It said the aim of the Marriott attack was to kick "American crusaders" out of Pakistan and stop them interfering in the government, the military and the media, as well as security, religious and other institutions in Pakistan.
It also said that some 250 US marines had been killed in the attack, together with many officials from Nato and other countries involved in attacks on Muslim interests in Pakistan and Afghanistan.
However, almost all of the dead were Pakistanis. The Czech ambassador to Pakistan, one Vietnamese, a German and an American were among the dead, with an American and a Danish intelligence officer missing, presumed dead.

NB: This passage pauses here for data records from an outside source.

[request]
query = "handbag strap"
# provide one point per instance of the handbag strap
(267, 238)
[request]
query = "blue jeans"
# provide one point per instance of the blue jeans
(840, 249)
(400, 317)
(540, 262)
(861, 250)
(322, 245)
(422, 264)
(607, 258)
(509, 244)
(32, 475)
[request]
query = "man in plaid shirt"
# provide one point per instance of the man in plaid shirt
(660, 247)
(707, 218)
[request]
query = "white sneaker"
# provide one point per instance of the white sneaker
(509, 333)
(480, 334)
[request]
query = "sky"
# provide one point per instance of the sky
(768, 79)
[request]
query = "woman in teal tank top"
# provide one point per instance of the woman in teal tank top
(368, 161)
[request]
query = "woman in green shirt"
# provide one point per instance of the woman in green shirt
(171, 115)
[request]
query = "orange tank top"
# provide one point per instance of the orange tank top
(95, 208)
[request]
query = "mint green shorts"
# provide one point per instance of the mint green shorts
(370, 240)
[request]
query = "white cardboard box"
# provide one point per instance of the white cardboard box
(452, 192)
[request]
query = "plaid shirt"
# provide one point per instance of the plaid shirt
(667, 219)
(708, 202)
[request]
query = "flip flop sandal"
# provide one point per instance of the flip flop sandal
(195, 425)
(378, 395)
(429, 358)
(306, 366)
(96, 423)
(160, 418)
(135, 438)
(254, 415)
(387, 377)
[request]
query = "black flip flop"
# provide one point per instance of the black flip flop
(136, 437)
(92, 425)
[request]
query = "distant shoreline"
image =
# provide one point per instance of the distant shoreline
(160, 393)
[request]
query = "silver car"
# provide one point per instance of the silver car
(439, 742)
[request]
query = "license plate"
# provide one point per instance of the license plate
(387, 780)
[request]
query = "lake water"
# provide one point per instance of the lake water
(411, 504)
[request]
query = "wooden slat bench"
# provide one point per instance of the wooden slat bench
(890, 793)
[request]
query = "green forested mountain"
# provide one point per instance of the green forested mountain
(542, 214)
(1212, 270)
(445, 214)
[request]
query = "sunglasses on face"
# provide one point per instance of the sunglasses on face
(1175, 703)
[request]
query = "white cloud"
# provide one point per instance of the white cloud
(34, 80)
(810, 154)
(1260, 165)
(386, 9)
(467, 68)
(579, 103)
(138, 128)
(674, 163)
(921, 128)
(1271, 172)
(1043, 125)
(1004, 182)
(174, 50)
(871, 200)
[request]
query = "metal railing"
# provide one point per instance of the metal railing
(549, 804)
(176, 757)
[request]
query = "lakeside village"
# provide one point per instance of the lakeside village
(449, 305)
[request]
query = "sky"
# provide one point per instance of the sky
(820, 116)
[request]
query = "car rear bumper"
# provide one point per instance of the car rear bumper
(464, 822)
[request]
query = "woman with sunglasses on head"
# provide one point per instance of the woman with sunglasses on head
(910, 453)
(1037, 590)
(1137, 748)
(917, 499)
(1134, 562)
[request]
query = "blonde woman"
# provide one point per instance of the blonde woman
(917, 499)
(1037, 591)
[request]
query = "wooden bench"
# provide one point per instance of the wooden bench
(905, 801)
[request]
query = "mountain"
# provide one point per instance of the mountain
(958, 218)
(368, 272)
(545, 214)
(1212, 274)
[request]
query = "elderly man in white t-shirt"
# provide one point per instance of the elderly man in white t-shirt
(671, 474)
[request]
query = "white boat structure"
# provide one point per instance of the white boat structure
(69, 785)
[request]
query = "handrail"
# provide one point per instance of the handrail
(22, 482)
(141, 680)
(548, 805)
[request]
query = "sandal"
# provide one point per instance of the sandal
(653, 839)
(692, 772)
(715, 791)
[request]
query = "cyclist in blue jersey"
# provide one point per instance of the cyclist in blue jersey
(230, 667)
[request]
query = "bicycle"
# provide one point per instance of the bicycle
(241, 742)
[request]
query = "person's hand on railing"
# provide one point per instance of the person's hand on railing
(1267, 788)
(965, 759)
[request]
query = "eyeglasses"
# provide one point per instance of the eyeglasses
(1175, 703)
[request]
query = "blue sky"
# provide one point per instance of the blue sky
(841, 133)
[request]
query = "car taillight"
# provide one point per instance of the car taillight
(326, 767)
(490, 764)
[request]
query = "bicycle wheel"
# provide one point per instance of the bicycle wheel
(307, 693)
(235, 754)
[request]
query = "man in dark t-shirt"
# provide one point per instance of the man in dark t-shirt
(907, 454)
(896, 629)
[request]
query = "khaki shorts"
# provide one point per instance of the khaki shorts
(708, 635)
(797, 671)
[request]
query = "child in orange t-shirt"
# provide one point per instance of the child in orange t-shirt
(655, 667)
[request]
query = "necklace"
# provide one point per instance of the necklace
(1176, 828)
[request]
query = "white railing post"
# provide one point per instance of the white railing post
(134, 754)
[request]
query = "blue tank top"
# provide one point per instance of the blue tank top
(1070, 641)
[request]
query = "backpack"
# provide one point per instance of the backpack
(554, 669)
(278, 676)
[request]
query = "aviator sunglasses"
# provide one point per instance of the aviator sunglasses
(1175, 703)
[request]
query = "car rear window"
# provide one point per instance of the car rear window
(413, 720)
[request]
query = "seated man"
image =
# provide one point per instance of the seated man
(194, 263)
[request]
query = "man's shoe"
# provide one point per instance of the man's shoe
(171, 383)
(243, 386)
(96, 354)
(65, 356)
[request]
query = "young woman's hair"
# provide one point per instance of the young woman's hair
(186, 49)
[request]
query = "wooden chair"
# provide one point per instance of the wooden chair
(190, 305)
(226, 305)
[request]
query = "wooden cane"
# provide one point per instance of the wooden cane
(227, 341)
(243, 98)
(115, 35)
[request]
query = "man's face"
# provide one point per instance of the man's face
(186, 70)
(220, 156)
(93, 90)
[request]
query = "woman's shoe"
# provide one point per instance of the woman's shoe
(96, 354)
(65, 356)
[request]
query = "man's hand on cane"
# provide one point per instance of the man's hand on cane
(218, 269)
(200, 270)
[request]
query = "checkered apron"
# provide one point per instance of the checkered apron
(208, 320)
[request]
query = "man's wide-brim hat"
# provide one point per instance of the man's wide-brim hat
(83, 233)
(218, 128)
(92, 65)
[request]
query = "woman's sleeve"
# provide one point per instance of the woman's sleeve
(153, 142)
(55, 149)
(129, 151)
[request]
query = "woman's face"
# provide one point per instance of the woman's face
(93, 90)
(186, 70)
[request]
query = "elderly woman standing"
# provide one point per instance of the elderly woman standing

The Fidayeen-e-Islam group are reported to operate out of the tribal region of Waziristan along the Afghan border.
The BBC's Syed Shoaib Hasan in Islamabad reports that they are believed to have close links to the Tehrik-e Taleban Pakistan, a loose alliance of militants led by Baitullah Mehsud, who the previous government blamed for the assassination of Benazir Bhutto.
Our correspondent says the Fidayeen-e-Islam is believed to be composed largely of former members of the militant group Jaish-e-Mohammad, which is banned in Pakistan and was involved in several high-profile incidents there.
These include the murder of US journalist Daniel Pearl and an attack that nearly killed President Pervez Musharraf in December 2003.
In Monday's taped message the group said that if missiles were the technology of the US, then suicide attacks were the group's technology.
The heavily guarded Islamabad Marriott was attacked at about 2000 (1500 GMT) on Saturday.
The BBC's Damian Grammaticas tours the site of the bomb attack
CCTV footage of the moments before the blast show a six-wheeler lorry ramming the security barrier at the hotel gate.
The bomb - believed to have been detonated in the lorry - left a six-metre (20ft) crater.
Residents of Islamabad have told the BBC there is now a climate of fear in the city with people too scared to go out.
The blast has prompted British Airways to cancel some flights to Pakistan "in light of the security situation".
The Marriott was the most prestigious hotel in the capital, located near government buildings and diplomatic missions. It was popular with foreigners and the Pakistani elite.